I also think $30-$50 grand may be a bit optimistic. JMHO


----------



## katew (Feb 22, 2002)

It probably depends on a lot of things; where you work, what you're doing, etc. And yes I don't think you'll be a chef right out of school, you'll probably have to prove yourself first. From what I've seen, going to cooking school doesn't prove much of anything...anyone agree or disagree?


----------



## cape chef (Jul 31, 2000)

I do think that culinary graduates have to show there worth and have a thick skin at the same time.

As far as a culinary degree proving anything? It's not about "proving" it's about taking what you learned and applying it to the everyday practice of being a team player in a kitchen.


----------



## chef1x (Dec 4, 2002)

Of course it all depends, which is why it's a good idea to work your way through school.

My first job, no school, adjusted for inflation was $18K.

After 4 yrs $36K (again, and following, all adjusted for inflation, SO I was actually making less)

After 5yrs of solid cooking and school $43K. And lucky.
NO benefits, AND I wasn't NEARLY a 'chef' and I'm working in one of the most expensive markets in the country.

After 15 yrs, I'm unemployed, but have a great life, make more than enough money.
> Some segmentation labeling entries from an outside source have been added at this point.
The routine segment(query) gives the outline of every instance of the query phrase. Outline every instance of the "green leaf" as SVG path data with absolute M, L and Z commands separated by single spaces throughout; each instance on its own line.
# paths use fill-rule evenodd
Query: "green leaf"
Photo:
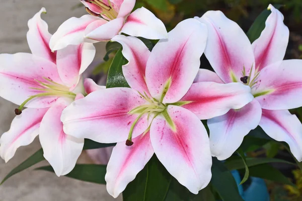
M 124 201 L 163 200 L 172 176 L 155 154 L 123 192 Z
M 276 142 L 270 142 L 263 147 L 266 150 L 266 156 L 268 158 L 273 158 L 278 153 L 280 148 L 280 143 Z
M 279 170 L 267 164 L 250 168 L 250 176 L 294 186 L 288 178 Z
M 277 9 L 280 9 L 282 6 L 281 5 L 274 5 L 273 6 Z M 247 33 L 251 43 L 253 43 L 260 36 L 261 32 L 265 27 L 265 21 L 271 13 L 271 11 L 268 10 L 267 9 L 265 9 L 253 23 Z
M 127 59 L 122 54 L 122 49 L 120 49 L 113 58 L 110 65 L 107 78 L 106 87 L 129 87 L 122 70 L 122 66 L 127 62 Z
M 163 11 L 168 11 L 168 5 L 166 0 L 144 0 L 149 5 Z
M 98 75 L 101 73 L 107 74 L 113 60 L 113 58 L 109 58 L 108 61 L 100 63 L 94 68 L 91 73 L 94 75 Z
M 170 2 L 172 4 L 179 4 L 183 1 L 184 0 L 169 0 L 169 2 Z
M 283 163 L 295 165 L 294 163 L 286 160 L 278 159 L 277 158 L 246 158 L 246 164 L 248 167 L 251 167 L 258 165 L 269 163 Z M 244 163 L 241 158 L 238 157 L 232 157 L 227 160 L 224 163 L 225 166 L 230 170 L 244 169 L 245 168 Z
M 70 172 L 64 176 L 81 181 L 106 184 L 105 175 L 106 167 L 105 165 L 77 164 Z M 36 170 L 54 172 L 51 166 L 39 167 Z
M 198 194 L 193 194 L 173 178 L 164 201 L 215 201 L 210 184 L 201 190 Z
M 106 55 L 104 57 L 104 60 L 108 61 L 109 60 L 109 54 L 112 52 L 118 51 L 122 48 L 122 45 L 116 41 L 109 41 L 106 44 Z
M 254 137 L 248 135 L 244 137 L 243 142 L 240 145 L 240 148 L 244 152 L 253 151 L 269 142 L 271 142 L 270 140 Z
M 95 142 L 93 140 L 91 140 L 89 139 L 85 139 L 85 142 L 84 143 L 84 147 L 83 148 L 83 150 L 85 150 L 87 149 L 99 149 L 100 148 L 112 147 L 113 146 L 115 146 L 116 144 L 116 143 L 99 143 L 98 142 Z
M 242 150 L 241 150 L 241 149 L 239 150 L 238 151 L 237 151 L 237 153 L 238 153 L 238 154 L 239 154 L 239 155 L 242 159 L 242 161 L 244 164 L 244 166 L 245 166 L 245 172 L 244 173 L 244 176 L 243 177 L 242 180 L 239 184 L 239 185 L 241 185 L 243 183 L 246 182 L 249 178 L 249 167 L 248 167 L 248 165 L 247 165 L 246 157 L 245 157 L 245 155 L 244 155 L 244 153 L 243 152 Z
M 213 187 L 223 201 L 243 201 L 237 184 L 231 172 L 215 158 L 212 158 L 212 179 Z
M 35 164 L 38 163 L 44 160 L 44 158 L 43 156 L 43 150 L 40 149 L 31 155 L 27 159 L 25 160 L 24 162 L 20 164 L 17 167 L 15 168 L 3 179 L 1 182 L 1 184 L 3 184 L 5 181 L 6 181 L 9 178 L 12 176 L 19 173 L 22 171 L 32 166 Z

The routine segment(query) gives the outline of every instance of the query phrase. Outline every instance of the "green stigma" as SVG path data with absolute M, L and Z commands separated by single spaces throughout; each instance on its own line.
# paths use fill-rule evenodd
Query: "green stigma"
M 45 80 L 44 82 L 37 80 L 35 80 L 39 83 L 40 87 L 31 87 L 33 89 L 40 91 L 41 93 L 35 95 L 31 95 L 28 98 L 25 100 L 18 108 L 15 110 L 15 113 L 16 115 L 20 115 L 22 113 L 22 110 L 26 104 L 33 99 L 43 96 L 60 96 L 68 97 L 74 98 L 76 94 L 69 91 L 69 87 L 63 85 L 55 82 L 49 78 L 43 77 Z

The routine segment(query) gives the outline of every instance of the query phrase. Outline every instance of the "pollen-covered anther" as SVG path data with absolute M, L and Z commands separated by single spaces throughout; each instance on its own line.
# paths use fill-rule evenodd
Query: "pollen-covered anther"
M 18 108 L 15 109 L 15 114 L 16 115 L 20 115 L 22 113 L 22 111 Z
M 243 82 L 245 84 L 247 84 L 248 78 L 249 78 L 249 77 L 248 77 L 247 76 L 245 76 L 240 77 L 240 81 L 241 81 L 242 82 Z
M 132 146 L 133 144 L 133 142 L 129 140 L 127 140 L 126 141 L 126 145 L 128 146 Z
M 96 13 L 94 13 L 94 12 L 93 12 L 92 11 L 91 11 L 90 9 L 89 9 L 89 8 L 88 8 L 87 7 L 86 7 L 86 11 L 87 12 L 87 13 L 88 13 L 89 14 L 90 14 L 91 15 L 92 15 L 93 16 L 96 16 L 96 17 L 101 16 L 101 15 L 97 14 Z

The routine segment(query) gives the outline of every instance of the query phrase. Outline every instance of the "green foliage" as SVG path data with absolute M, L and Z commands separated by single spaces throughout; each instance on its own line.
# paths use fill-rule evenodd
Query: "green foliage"
M 163 200 L 172 176 L 155 154 L 123 192 L 125 201 Z
M 274 5 L 274 7 L 277 9 L 281 8 L 282 5 Z M 271 14 L 271 12 L 267 9 L 264 10 L 262 13 L 256 19 L 254 23 L 251 26 L 249 31 L 247 33 L 248 37 L 250 39 L 251 43 L 253 43 L 256 39 L 260 36 L 262 30 L 265 27 L 265 21 Z
M 240 185 L 241 185 L 243 183 L 246 182 L 249 178 L 249 167 L 248 167 L 248 165 L 247 164 L 246 157 L 245 157 L 245 155 L 244 155 L 244 153 L 243 153 L 243 151 L 242 151 L 242 150 L 240 150 L 240 149 L 238 151 L 237 151 L 237 153 L 238 153 L 238 154 L 239 154 L 239 155 L 242 159 L 242 161 L 243 162 L 243 163 L 244 164 L 244 166 L 245 168 L 245 172 L 244 173 L 244 176 L 243 177 L 242 180 L 241 181 L 241 182 L 240 183 Z
M 251 167 L 256 165 L 270 163 L 282 163 L 296 165 L 295 164 L 284 160 L 270 158 L 246 158 L 246 163 L 248 167 Z M 227 160 L 224 165 L 230 170 L 244 169 L 246 166 L 242 159 L 239 157 L 232 157 Z
M 3 184 L 5 181 L 9 179 L 12 176 L 19 173 L 22 171 L 34 165 L 35 164 L 39 163 L 44 160 L 44 158 L 43 156 L 43 150 L 40 149 L 32 155 L 29 158 L 26 159 L 24 162 L 20 164 L 17 167 L 13 169 L 3 179 L 1 182 L 1 184 Z
M 107 77 L 107 88 L 130 87 L 124 77 L 122 69 L 122 66 L 127 62 L 122 54 L 122 49 L 120 49 L 115 54 L 110 65 Z

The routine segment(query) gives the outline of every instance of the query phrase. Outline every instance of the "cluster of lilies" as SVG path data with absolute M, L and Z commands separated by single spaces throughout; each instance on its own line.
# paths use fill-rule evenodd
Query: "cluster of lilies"
M 53 35 L 41 18 L 45 9 L 29 21 L 31 54 L 0 54 L 0 96 L 20 106 L 0 139 L 6 162 L 38 135 L 45 158 L 64 175 L 85 138 L 117 143 L 105 176 L 116 197 L 154 154 L 198 193 L 211 179 L 212 156 L 230 157 L 258 125 L 302 160 L 302 124 L 288 110 L 302 107 L 302 60 L 283 60 L 289 31 L 272 5 L 251 44 L 220 11 L 167 33 L 147 9 L 132 12 L 135 0 L 81 2 L 91 15 L 67 20 Z M 150 52 L 139 36 L 160 40 Z M 130 88 L 106 88 L 83 77 L 93 43 L 108 41 L 122 46 Z M 215 72 L 199 69 L 203 53 Z M 208 120 L 209 137 L 201 120 Z

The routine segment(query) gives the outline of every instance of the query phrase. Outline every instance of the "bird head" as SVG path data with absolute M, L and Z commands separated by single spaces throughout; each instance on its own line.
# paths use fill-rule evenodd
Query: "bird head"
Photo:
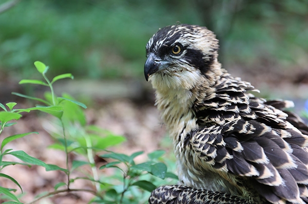
M 160 29 L 146 44 L 144 76 L 155 87 L 191 88 L 217 61 L 218 40 L 205 27 L 188 25 Z

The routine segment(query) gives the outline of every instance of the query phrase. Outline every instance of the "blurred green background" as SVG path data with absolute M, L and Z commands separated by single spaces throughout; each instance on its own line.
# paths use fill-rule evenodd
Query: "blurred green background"
M 308 83 L 307 0 L 22 0 L 0 13 L 0 90 L 37 77 L 36 60 L 51 76 L 143 81 L 147 40 L 177 22 L 214 31 L 244 79 Z

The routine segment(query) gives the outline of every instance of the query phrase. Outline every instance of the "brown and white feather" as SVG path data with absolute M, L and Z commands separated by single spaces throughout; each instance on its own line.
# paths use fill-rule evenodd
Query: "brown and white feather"
M 218 48 L 211 31 L 185 25 L 160 30 L 147 44 L 145 75 L 183 185 L 160 187 L 150 203 L 308 203 L 308 127 L 284 110 L 291 102 L 255 97 L 253 86 L 222 69 Z

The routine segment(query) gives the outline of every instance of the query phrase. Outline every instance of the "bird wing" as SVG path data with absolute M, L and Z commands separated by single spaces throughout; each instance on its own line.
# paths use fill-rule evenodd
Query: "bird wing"
M 220 118 L 223 124 L 191 132 L 194 161 L 201 171 L 249 178 L 256 190 L 272 202 L 304 203 L 300 197 L 308 196 L 308 136 L 288 120 L 300 127 L 303 123 L 294 114 L 287 120 L 285 114 L 259 101 L 252 99 L 249 104 L 247 114 L 256 115 L 255 119 L 241 116 L 239 111 L 217 112 L 216 116 L 226 116 L 224 120 Z M 232 115 L 238 119 L 228 121 Z

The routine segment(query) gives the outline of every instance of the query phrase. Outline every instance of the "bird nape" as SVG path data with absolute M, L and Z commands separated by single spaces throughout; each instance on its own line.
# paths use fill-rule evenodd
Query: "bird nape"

So you see, it takes a little time. 

From what I see, I'll probably have to take a pay cut, as a lot of people are doing right now, but, c'est la vie. It always comes back, it will always nurture you if you nurture it.
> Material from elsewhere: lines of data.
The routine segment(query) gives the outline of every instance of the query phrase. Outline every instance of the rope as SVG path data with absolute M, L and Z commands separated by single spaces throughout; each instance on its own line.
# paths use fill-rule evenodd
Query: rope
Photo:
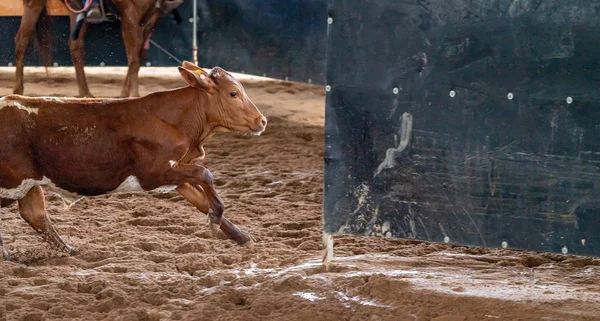
M 91 5 L 92 5 L 92 0 L 87 0 L 87 2 L 85 3 L 85 6 L 83 6 L 83 9 L 78 11 L 78 10 L 71 8 L 71 5 L 69 5 L 69 0 L 65 0 L 65 6 L 67 6 L 67 9 L 69 9 L 69 11 L 71 11 L 73 13 L 82 13 L 84 11 L 87 11 L 87 9 L 89 9 Z

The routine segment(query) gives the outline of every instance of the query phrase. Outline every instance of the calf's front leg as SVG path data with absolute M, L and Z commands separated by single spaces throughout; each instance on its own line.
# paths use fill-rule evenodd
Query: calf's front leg
M 194 205 L 200 212 L 209 214 L 210 204 L 208 197 L 204 193 L 202 187 L 192 185 L 190 183 L 184 183 L 177 187 L 177 192 L 181 194 L 188 202 Z M 211 227 L 213 225 L 211 224 Z M 238 245 L 252 246 L 254 242 L 250 238 L 250 235 L 242 232 L 235 224 L 231 223 L 226 217 L 221 218 L 221 231 L 229 239 L 237 242 Z M 215 231 L 213 230 L 213 233 Z
M 46 212 L 46 202 L 41 186 L 34 186 L 25 197 L 19 200 L 19 213 L 53 248 L 65 251 L 70 255 L 75 254 L 75 249 L 63 241 L 52 225 Z
M 163 162 L 160 162 L 161 164 Z M 167 162 L 164 162 L 165 164 Z M 194 190 L 186 187 L 185 184 L 193 186 L 199 186 L 200 188 Z M 160 169 L 154 169 L 152 171 L 146 171 L 145 175 L 140 177 L 140 184 L 145 190 L 153 189 L 164 185 L 177 185 L 178 190 L 182 195 L 192 202 L 194 206 L 203 212 L 208 213 L 210 222 L 210 228 L 213 233 L 217 233 L 219 229 L 225 229 L 224 233 L 227 235 L 234 235 L 241 233 L 239 229 L 234 229 L 228 223 L 223 223 L 223 199 L 217 194 L 217 191 L 213 185 L 213 176 L 208 169 L 199 165 L 191 164 L 177 164 L 174 167 L 161 167 Z M 201 192 L 202 191 L 202 192 Z M 227 232 L 226 232 L 227 231 Z M 237 236 L 238 243 L 243 241 L 243 237 Z M 245 242 L 244 242 L 245 243 Z

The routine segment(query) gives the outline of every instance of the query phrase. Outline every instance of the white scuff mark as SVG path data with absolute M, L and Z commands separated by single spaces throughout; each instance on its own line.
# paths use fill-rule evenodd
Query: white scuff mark
M 0 98 L 0 110 L 2 108 L 8 108 L 8 107 L 15 107 L 21 110 L 26 111 L 28 114 L 38 114 L 38 109 L 37 108 L 30 108 L 27 106 L 22 105 L 21 103 L 14 101 L 14 100 L 6 100 L 4 98 Z
M 352 301 L 352 302 L 356 302 L 360 305 L 367 305 L 367 306 L 378 307 L 378 308 L 391 308 L 391 306 L 379 304 L 379 303 L 375 302 L 375 300 L 369 301 L 369 300 L 366 300 L 359 296 L 348 297 L 346 294 L 344 294 L 343 292 L 339 292 L 339 291 L 336 292 L 336 294 L 340 297 L 340 300 L 342 302 Z M 346 306 L 346 305 L 344 305 L 344 306 L 348 308 L 348 306 Z
M 318 296 L 312 292 L 296 292 L 296 293 L 292 293 L 293 296 L 297 296 L 297 297 L 301 297 L 305 300 L 314 302 L 314 301 L 318 301 L 318 300 L 324 300 L 325 297 L 322 296 Z
M 406 150 L 408 145 L 410 144 L 410 139 L 412 136 L 412 124 L 413 118 L 409 113 L 402 114 L 402 124 L 400 126 L 400 143 L 396 148 L 388 148 L 385 152 L 385 159 L 379 166 L 377 167 L 377 171 L 373 176 L 379 175 L 384 169 L 394 168 L 398 165 L 396 162 L 396 157 L 401 156 L 401 154 Z

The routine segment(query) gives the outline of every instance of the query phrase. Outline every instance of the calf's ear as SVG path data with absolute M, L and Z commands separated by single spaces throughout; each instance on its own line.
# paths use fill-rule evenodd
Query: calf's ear
M 209 88 L 210 80 L 208 79 L 208 75 L 204 70 L 200 69 L 196 71 L 190 71 L 182 67 L 177 67 L 177 69 L 188 85 L 199 89 Z

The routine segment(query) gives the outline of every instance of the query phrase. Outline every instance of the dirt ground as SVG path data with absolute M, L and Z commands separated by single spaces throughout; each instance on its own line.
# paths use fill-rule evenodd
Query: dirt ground
M 115 96 L 122 68 L 88 68 Z M 12 91 L 0 68 L 0 95 Z M 69 68 L 26 71 L 25 93 L 77 93 Z M 335 236 L 321 265 L 325 92 L 244 77 L 270 123 L 260 137 L 219 134 L 206 166 L 225 215 L 254 249 L 213 238 L 175 192 L 90 197 L 49 212 L 75 256 L 53 251 L 0 209 L 15 262 L 0 262 L 0 320 L 599 320 L 600 260 Z M 174 68 L 142 68 L 141 93 L 182 86 Z

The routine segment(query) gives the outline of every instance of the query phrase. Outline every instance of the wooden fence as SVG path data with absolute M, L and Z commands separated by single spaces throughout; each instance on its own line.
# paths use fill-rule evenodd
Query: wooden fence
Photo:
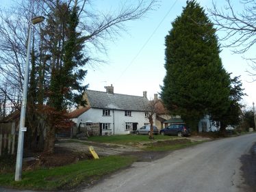
M 15 152 L 15 122 L 0 123 L 0 156 Z

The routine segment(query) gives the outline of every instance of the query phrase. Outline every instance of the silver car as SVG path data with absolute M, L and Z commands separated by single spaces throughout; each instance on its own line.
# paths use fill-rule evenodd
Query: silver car
M 141 128 L 138 128 L 136 131 L 136 133 L 137 135 L 139 134 L 147 134 L 150 135 L 150 125 L 144 125 L 142 126 Z M 158 128 L 155 126 L 153 126 L 153 134 L 157 135 L 159 133 Z

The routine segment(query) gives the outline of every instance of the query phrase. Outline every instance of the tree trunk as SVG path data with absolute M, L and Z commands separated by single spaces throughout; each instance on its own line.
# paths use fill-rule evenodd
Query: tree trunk
M 47 127 L 47 132 L 44 139 L 44 152 L 53 153 L 54 152 L 54 143 L 55 128 L 54 126 Z
M 220 133 L 221 136 L 225 137 L 227 135 L 226 126 L 227 126 L 226 124 L 225 124 L 222 122 L 220 122 Z
M 150 115 L 150 117 L 149 118 L 149 123 L 150 123 L 150 134 L 149 134 L 149 139 L 154 139 L 154 137 L 153 135 L 153 118 L 152 118 L 153 115 Z

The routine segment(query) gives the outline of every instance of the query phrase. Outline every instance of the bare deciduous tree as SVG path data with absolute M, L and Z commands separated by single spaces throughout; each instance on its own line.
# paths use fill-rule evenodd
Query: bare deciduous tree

If you can find a job in the 25k - 30k range right out of college, you're doing good. And if you are truly a chef, that will rise somewhat rapidly compared to a lot of industries.


----------



## suzanne (May 26, 2001)

Let's see, minimum wage is now what? $5.75? Okay, times 40 hours a week is $230; don't even THINK about paid overtime. For 52 weeks (unless you take vacation -- unpaid), that works out to just under $12K. That's more like it for someone starting out.


----------



## shroomgirl (Aug 11, 2000)

A dear friend of mine that oversaw 5 restaurants within the region and ran his own and a bistro was making $80K got fired because of a buyout and he's big money....just found a corp chef job for $40-50 wasn't specific. 
$50k was what some of the highest paid in independant restaurants make that is what I gleened a couple of years ago.
$125K for highest CC and there are probably 3 or4 making that.
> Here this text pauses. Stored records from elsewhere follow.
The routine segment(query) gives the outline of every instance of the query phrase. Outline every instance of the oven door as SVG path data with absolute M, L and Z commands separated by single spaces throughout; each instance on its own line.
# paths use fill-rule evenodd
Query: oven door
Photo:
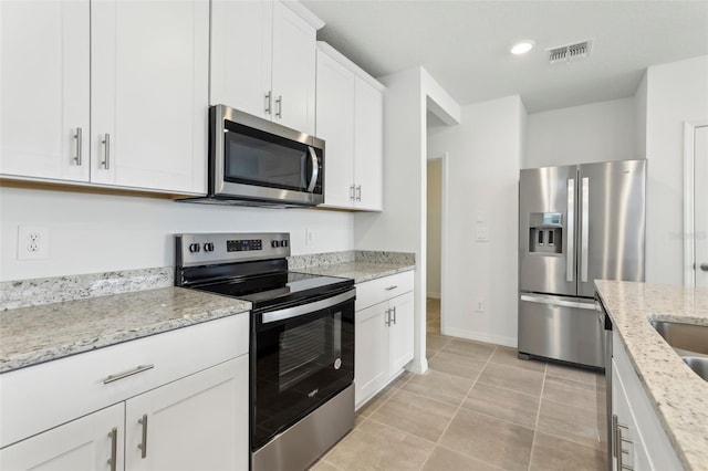
M 352 384 L 354 299 L 351 289 L 308 304 L 254 312 L 252 451 Z

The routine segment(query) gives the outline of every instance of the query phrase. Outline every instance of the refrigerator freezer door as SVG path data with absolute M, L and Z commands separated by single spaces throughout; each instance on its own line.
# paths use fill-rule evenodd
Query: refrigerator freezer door
M 576 295 L 574 250 L 577 227 L 576 177 L 576 166 L 521 170 L 519 182 L 519 289 L 521 291 Z
M 580 166 L 577 295 L 595 280 L 644 281 L 646 160 Z
M 593 300 L 521 293 L 519 353 L 604 367 L 603 325 Z

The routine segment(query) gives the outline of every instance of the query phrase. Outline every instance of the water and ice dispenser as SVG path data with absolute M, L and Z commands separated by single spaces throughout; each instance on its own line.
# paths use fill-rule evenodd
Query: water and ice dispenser
M 529 214 L 529 252 L 563 253 L 563 214 L 561 212 Z

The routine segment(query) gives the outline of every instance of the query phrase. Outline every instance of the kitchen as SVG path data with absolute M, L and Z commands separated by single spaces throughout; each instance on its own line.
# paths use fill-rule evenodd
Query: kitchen
M 313 10 L 317 12 L 314 6 Z M 582 38 L 569 38 L 575 39 Z M 352 59 L 356 57 L 352 55 Z M 667 64 L 662 65 L 663 62 Z M 448 333 L 452 335 L 513 346 L 517 289 L 509 280 L 516 279 L 518 270 L 516 188 L 519 169 L 559 163 L 558 159 L 544 161 L 540 157 L 544 150 L 541 146 L 550 142 L 548 136 L 554 135 L 555 126 L 565 126 L 563 129 L 569 135 L 577 136 L 577 129 L 571 134 L 573 123 L 580 124 L 583 117 L 595 116 L 597 122 L 614 118 L 628 130 L 625 138 L 615 140 L 605 139 L 606 135 L 600 134 L 607 133 L 606 128 L 595 135 L 581 135 L 584 140 L 580 143 L 570 138 L 561 143 L 555 140 L 560 149 L 558 154 L 563 154 L 572 145 L 572 148 L 587 151 L 579 155 L 579 159 L 596 160 L 590 153 L 592 149 L 597 150 L 595 155 L 653 157 L 649 159 L 647 201 L 650 208 L 647 213 L 647 280 L 681 283 L 681 240 L 675 234 L 681 230 L 683 170 L 677 163 L 683 159 L 683 136 L 680 130 L 667 129 L 675 129 L 684 119 L 708 114 L 706 100 L 701 100 L 706 95 L 706 81 L 701 78 L 705 75 L 700 75 L 705 74 L 705 61 L 663 62 L 647 64 L 653 66 L 644 81 L 639 78 L 642 82 L 635 88 L 636 94 L 629 93 L 616 101 L 596 100 L 597 103 L 586 107 L 565 108 L 572 104 L 559 104 L 555 107 L 561 109 L 545 114 L 528 113 L 525 102 L 518 95 L 509 96 L 516 93 L 487 96 L 460 107 L 426 71 L 413 69 L 389 75 L 386 81 L 382 80 L 387 86 L 386 100 L 391 103 L 405 101 L 405 105 L 386 108 L 383 213 L 177 205 L 167 198 L 146 198 L 139 193 L 113 195 L 107 190 L 67 192 L 7 185 L 1 189 L 2 281 L 173 266 L 171 237 L 183 232 L 289 231 L 292 251 L 296 255 L 351 250 L 414 252 L 417 260 L 417 327 L 415 359 L 408 369 L 420 373 L 426 369 L 426 338 L 421 328 L 425 326 L 423 306 L 426 293 L 423 164 L 427 154 L 447 151 L 450 155 L 448 175 L 451 177 L 448 220 L 454 224 L 449 229 L 448 250 L 465 255 L 451 257 L 446 269 L 449 282 L 444 296 L 450 314 L 444 322 L 448 323 Z M 684 83 L 688 76 L 695 77 L 695 82 Z M 679 81 L 680 90 L 675 85 Z M 409 85 L 414 83 L 420 84 L 416 85 L 418 90 L 410 90 Z M 448 122 L 460 121 L 461 117 L 462 124 L 426 130 L 420 125 L 426 114 L 426 101 L 420 100 L 421 94 L 433 98 L 434 107 Z M 637 126 L 635 130 L 635 119 L 645 121 L 646 127 Z M 485 129 L 485 133 L 476 133 L 477 129 Z M 427 146 L 423 144 L 426 134 Z M 528 147 L 522 144 L 524 134 Z M 412 136 L 419 139 L 410 139 Z M 595 147 L 602 143 L 615 143 L 618 150 L 613 153 Z M 568 147 L 562 148 L 562 144 Z M 491 167 L 485 158 L 452 158 L 467 151 L 493 156 L 490 158 L 496 165 Z M 524 153 L 529 159 L 527 164 L 522 160 Z M 410 165 L 412 155 L 420 156 L 420 165 Z M 420 182 L 420 186 L 410 185 L 412 181 Z M 482 212 L 479 223 L 470 217 L 477 211 Z M 49 259 L 17 259 L 19 226 L 49 228 Z M 470 248 L 467 234 L 472 233 L 476 226 L 487 226 L 491 237 L 488 243 L 473 243 Z M 470 273 L 469 266 L 478 270 Z M 466 282 L 460 283 L 460 280 Z M 486 313 L 467 314 L 469 283 L 478 290 L 472 296 L 486 301 Z

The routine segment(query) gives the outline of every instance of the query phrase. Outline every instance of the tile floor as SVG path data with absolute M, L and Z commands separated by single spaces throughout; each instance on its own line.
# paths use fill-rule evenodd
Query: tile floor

I have a dear friend who works crazy hours and makes salary $450-500 a week....and he's happy.
One who has run kitchens, went to CIA and worked at Greenbriar for a while (said NOTHING compares to that, live was soooo much easier after leaving) makes $14 an hour and no benefits.
So.....


----------



## kuan (Jun 11, 2001)

Here's what I've seen:

Restaurants:

DMO: $5.50-$9.00
Prep: $6.50-$11.00
Line: $6.50-$15.00
Sous: $9.00-$12.00
Chef: $30k-$55k

Hotels:

Small hotel sous: $18k-$28k
Large hotel sous: $18k-$40k
Large hotel unit chef: $25k-35k
Large hotel banquet chef: $45k-60k

Exec. sous: (average hotel/country club) $25k-$40k
Exec. sous: (private club) $35k-$45k
Exec. sous: (4000 room hotel) ?????

Exec. chef (average hotel) $35k-$75k
Exec. chef (country club) $40k-$80k
Exec. chef (upscale hotel/priv. club) $60k-$80k
Exec. chef (4000 room hotel) $150k-$250k

R&D chef with 2 yr. degree: $35-$40k
R&D chef with food science/nutrition degree: $35k-$55k

Of course, this is only what I've seen.

Kuan


----------



## w.debord (Mar 6, 2001)

Forget salary for a while. In Chicago it's about 8.00 per hour to start. It's not unusual for people to work 2 jobs in their first years.


----------



## annie (Mar 22, 2002)

Here in Boston, pastry people start at $9-10, more at the big hotels (~$12, I'm told, with overtime!)
After training, and about 7 months at my first restaurant job, I was up to $11. And I'm leaving to go to a new restaurant (but a fantastic opportunity to learn) at $9/hr. Radius, one of the top restaurants, puts it's folks on salary: one of my co-workers was offered $19K/yr, and didn't take the offer because she needs to work 2 jobs to survive in such an expensive city.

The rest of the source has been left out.